A couple of movie notes today.
:: Sometimes I'll watch a film I remember positively from many years ago, and discover that my earlier feelings weren't quite warranted; other times I'll find that I didn't appreciate the film enough way back when. A case-in-point of the latter is From Here to Eternity, which I watched back when I was a senior in high school but have not seen since. I remember it being a terribly gritty and moving film, and my memories are pretty much accurate. I love the way all of the lives depicted in that film come together at the end, even if the people living them don't all know each other and never have a scene together. The Deborah Kerr character, for instance, is deeply affected in the end by the actions of Montgomery Clift's Robert E. Lee Prewitt, whose actions are shaped by Frank Sinatra's Maggio...and all of them are affected by Burt Lancaster, et cetera. There isn't a false note in that movie, and I love the grim sense of futility at the end, and of waste, when all of the struggles and character-dramas in the film are rendered moot by the events of December 7, 1941. I haven't seen too many WWII films, so I don't have a very large sample on which to base this, but this is still my favorite film of that war.
:: I knew I'd love Castle In the Sky. No other reaction was even possible. I can't conceive of not liking one of Hayao Miyazaki's films. So, I'm sure it's totally anticlimactic for me to report that yes, I loved it.

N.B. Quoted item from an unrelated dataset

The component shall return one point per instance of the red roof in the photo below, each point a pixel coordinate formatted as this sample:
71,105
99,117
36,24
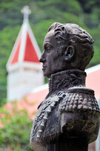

It's the most straight-forward of Miyazaki's films, with less of the ambiguity between good and evil that so marks his later efforts like Princess Mononoke, but sometimes it's just fun to watch a pure, nasty villain at work who needs no other reason for being bad than that he is bad. And the visuals? My God, I'd love to see this movie on a big screen someday. Those airships are absolutely stunning in their invention, and if I say that Miyazaki has the same gift for visual worldbuilding that George Lucas has, I mean that as a high compliment. Miyazaki doesn't just create worlds that seem real, he creates worlds that I want to live in. I'd love to go to the city in Kiki's Delivery Service; I'd love to visit the forests and mountains of Princess Mononoke; and I'd be moved to tears if I could see the caverns and the airships of Castle in the Sky. And if I saw Laputa itself? I'd surely never stop weeping.
:: One cautionary note for parents of small children: when you get to the point where your kid is no longer afraid of the bathtub, and you want to keep it that way, don't let her stay in the room while you watch Titanic. Just trust me on this one, OK?